According to police, the officer, who’s been with the department for four years, explained that everyone is required to wear a seatbelt.
After the boy interrupted him with “inflammatory dialogue,” the officer decided to “deescalate” the situation by returning the driver’s license to the mother with a warning instead of a citation, Losacco said.
The officer then asked the teenager to put his seatbelt on. He reportedly responded that he would only do so when the officer walked away. When the officer stepped back, the boy put on his seatbelt.
According to police, sometime after the boy put his seatbelt on, he removed it and told the officer he was going to “fight him right now,” kicking the car door open into the officer’s knees. He then reportedly dared the officer to call for backup while his mother tried to keep him in the car.

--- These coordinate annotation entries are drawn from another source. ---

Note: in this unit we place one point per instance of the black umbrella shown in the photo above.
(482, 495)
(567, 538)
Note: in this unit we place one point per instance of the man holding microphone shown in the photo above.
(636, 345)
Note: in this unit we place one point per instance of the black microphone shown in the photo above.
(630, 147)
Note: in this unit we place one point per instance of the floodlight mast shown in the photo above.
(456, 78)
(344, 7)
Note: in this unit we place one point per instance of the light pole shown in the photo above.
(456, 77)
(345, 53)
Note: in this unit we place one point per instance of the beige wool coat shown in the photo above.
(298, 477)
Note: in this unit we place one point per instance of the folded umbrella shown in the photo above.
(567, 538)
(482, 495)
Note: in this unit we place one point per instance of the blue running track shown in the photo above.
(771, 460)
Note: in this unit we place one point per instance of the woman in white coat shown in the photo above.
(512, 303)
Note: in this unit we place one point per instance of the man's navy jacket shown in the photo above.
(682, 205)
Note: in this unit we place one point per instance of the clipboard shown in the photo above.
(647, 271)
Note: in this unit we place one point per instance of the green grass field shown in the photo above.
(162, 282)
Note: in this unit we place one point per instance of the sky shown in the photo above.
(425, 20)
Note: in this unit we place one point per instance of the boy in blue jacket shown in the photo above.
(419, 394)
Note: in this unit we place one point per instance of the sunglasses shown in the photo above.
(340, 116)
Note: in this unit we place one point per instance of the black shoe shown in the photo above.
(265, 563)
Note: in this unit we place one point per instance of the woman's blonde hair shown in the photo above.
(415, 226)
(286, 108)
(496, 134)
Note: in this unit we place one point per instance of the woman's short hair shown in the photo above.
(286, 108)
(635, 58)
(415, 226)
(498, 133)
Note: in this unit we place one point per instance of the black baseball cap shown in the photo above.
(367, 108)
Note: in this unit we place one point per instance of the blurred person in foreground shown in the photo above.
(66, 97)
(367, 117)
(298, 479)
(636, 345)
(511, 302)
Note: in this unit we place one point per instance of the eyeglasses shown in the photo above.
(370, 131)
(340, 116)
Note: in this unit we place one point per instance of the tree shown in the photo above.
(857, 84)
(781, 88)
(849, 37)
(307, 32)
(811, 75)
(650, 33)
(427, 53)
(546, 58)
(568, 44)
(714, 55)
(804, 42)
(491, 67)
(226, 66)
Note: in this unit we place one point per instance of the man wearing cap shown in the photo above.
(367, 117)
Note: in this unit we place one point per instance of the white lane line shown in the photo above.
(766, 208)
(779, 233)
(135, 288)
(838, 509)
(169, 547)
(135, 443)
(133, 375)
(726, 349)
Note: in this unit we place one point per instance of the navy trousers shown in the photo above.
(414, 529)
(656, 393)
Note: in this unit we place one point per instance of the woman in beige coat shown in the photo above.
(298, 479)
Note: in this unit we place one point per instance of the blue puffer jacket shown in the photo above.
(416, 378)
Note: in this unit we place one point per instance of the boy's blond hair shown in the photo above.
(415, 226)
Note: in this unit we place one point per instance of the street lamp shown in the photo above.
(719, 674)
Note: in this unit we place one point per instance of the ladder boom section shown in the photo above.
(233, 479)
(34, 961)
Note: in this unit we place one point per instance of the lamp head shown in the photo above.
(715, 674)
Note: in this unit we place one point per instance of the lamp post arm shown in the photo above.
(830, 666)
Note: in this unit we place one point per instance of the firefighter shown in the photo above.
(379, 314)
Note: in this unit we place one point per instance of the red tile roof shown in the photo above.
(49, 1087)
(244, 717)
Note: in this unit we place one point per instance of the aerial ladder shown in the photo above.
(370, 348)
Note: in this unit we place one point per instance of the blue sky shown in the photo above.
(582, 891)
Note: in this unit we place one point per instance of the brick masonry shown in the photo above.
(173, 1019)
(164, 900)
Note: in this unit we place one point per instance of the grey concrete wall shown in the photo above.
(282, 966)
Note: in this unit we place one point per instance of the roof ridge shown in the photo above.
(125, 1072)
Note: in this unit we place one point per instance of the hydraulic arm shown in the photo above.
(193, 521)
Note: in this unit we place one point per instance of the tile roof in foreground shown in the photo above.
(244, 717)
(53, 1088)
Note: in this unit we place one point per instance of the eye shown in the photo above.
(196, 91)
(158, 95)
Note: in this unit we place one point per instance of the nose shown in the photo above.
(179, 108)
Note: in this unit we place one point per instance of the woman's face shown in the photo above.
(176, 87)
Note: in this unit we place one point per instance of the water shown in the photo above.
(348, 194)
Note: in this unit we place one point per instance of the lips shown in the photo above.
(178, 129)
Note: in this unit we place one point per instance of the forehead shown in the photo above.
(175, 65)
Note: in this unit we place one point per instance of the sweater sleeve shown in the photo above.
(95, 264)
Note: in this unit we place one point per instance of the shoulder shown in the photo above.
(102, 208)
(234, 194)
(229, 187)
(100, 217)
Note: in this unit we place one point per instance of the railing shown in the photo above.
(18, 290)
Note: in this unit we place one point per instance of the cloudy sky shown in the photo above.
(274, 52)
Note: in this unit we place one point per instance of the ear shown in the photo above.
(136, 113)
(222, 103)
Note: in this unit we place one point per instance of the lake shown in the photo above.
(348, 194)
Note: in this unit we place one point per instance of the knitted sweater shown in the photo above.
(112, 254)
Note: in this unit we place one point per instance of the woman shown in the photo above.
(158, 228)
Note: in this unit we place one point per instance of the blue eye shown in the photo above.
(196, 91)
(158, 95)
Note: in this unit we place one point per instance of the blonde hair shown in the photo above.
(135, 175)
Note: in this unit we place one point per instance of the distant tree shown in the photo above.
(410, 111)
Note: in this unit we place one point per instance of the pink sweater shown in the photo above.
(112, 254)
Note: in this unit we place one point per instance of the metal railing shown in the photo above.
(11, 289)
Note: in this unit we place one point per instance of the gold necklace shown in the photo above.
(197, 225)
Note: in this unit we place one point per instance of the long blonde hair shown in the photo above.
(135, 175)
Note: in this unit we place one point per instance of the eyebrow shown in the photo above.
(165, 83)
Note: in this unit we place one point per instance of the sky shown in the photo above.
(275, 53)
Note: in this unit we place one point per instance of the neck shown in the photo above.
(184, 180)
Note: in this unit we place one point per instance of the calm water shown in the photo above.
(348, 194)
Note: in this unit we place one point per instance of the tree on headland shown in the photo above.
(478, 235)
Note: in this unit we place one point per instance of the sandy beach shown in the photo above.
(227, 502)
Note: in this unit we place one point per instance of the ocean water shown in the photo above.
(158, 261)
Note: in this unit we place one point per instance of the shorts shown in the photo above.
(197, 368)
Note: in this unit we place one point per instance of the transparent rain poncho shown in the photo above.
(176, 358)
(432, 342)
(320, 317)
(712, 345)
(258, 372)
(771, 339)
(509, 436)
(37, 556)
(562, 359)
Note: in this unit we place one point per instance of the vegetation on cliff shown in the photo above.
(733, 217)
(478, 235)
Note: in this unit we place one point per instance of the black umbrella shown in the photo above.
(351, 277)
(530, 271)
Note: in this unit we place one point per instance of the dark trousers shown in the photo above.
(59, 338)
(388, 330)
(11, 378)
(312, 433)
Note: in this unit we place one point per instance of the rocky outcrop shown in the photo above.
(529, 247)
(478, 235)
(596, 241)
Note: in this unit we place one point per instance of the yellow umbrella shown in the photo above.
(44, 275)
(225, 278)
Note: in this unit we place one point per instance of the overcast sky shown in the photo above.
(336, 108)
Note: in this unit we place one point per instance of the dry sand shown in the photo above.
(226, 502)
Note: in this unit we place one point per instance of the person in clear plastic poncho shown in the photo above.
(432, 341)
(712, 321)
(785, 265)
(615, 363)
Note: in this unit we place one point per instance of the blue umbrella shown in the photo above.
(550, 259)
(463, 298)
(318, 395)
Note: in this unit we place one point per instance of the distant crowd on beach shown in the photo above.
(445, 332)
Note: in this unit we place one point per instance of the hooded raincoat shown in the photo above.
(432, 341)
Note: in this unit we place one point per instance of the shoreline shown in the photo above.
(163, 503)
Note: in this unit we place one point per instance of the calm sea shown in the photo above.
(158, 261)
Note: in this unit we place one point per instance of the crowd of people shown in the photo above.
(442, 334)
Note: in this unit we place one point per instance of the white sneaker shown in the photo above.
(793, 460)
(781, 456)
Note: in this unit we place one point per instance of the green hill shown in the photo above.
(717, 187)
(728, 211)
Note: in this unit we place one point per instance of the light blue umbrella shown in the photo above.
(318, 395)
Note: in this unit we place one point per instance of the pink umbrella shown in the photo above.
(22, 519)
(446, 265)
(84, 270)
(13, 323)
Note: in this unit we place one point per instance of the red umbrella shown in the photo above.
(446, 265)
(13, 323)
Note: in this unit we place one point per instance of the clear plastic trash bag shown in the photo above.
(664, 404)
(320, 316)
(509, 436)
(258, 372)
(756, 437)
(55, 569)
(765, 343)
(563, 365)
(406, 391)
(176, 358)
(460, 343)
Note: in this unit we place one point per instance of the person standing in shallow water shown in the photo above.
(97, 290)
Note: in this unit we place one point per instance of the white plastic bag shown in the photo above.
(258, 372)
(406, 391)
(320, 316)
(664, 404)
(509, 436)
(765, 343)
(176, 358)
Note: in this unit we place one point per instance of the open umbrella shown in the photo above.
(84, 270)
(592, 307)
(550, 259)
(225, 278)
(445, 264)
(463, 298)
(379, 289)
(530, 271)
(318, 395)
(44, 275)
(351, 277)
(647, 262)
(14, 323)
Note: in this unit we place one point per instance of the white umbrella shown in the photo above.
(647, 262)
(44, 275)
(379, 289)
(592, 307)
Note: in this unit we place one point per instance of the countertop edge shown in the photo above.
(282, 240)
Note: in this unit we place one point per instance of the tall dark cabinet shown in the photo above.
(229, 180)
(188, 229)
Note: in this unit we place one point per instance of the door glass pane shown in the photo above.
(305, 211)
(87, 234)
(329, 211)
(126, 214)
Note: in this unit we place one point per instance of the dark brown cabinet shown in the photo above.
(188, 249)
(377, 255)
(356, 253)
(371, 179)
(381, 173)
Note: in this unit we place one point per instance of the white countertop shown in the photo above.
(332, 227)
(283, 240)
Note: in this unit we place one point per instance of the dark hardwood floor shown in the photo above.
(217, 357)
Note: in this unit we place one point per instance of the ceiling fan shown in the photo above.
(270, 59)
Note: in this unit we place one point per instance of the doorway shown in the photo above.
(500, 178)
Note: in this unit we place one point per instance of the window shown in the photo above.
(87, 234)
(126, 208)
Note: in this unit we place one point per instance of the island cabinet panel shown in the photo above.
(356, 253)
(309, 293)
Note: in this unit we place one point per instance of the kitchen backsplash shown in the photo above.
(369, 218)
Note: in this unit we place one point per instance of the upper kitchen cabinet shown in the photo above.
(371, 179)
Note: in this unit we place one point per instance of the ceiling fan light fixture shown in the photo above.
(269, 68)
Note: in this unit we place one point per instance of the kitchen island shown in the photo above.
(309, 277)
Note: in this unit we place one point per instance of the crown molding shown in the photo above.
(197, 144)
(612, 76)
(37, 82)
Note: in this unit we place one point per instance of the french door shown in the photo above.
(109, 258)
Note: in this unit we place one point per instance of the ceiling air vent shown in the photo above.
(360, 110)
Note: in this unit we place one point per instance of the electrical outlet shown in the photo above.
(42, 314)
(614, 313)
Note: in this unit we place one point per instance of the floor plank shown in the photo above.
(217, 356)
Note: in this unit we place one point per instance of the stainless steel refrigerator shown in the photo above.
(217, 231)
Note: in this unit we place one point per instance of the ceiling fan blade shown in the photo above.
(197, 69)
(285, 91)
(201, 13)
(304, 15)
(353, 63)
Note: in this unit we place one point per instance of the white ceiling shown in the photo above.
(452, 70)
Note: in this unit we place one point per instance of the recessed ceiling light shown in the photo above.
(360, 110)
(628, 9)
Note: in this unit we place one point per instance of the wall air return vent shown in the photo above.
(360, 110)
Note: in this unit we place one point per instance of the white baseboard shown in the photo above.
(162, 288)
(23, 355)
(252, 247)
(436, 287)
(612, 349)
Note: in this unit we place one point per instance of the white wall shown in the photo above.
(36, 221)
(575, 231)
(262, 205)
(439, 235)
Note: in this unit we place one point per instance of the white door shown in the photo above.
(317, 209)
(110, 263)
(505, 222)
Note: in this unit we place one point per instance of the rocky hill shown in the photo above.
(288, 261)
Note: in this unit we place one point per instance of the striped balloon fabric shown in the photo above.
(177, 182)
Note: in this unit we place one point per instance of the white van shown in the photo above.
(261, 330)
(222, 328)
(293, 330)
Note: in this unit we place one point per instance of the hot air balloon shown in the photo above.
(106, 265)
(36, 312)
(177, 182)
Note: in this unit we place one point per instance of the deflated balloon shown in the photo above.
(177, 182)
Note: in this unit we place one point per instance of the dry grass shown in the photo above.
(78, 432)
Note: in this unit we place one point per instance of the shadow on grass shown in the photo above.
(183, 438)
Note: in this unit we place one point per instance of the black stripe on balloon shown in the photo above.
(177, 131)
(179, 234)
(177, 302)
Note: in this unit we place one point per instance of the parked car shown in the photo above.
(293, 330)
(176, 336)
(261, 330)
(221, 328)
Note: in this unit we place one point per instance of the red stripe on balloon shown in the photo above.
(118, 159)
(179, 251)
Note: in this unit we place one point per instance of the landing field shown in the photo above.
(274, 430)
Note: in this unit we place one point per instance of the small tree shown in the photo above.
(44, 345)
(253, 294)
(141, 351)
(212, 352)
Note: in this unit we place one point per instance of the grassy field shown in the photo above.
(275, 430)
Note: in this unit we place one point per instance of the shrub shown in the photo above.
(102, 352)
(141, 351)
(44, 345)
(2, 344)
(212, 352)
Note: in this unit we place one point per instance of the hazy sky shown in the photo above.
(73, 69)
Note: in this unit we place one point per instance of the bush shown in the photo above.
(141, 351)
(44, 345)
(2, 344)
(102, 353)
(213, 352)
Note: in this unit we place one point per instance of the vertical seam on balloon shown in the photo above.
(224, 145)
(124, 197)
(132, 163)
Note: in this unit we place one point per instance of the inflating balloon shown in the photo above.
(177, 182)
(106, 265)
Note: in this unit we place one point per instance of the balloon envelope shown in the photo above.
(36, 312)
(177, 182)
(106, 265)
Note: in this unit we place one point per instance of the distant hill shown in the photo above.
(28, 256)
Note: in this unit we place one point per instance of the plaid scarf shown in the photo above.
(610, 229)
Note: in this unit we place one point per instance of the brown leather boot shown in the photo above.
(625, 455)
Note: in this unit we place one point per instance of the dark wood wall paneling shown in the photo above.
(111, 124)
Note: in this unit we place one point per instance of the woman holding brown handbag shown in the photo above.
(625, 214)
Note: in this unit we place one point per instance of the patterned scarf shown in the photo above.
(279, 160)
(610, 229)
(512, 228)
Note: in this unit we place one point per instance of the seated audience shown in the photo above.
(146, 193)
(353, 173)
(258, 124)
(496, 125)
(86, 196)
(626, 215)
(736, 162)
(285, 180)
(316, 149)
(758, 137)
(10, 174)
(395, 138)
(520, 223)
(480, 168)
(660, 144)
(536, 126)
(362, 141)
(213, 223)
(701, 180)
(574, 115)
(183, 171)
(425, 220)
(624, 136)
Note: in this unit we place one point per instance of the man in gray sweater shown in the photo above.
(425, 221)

Eventually he got out of the car, police said, took off his sweatshirt and approached the officer in a fighting stance, telling the officer to pepper spray him.
The officer used pepper spray, but it didn’t have an effect on the teenager, who then punched the officer multiple times, knocking off his glasses, Losacco said.
At that point, the officer shot him with a Taser and handcuffed him.
Nevarez said that her 14-year-old daughter was also pepper-sprayed, and her 3-year-old niece was also in the car. She referred all other questions about the incident to her attorney, who was not immediately available for comment.
After the boy was medically cleared at a local hospital, he was admitted to a mental health facility, police said.
Juvenile detectives are investigating the incident, which was captured on the officer’s audio recorder.
The agency’s critical incident review board will also review the officer’s conduct — a routine for all uses of force.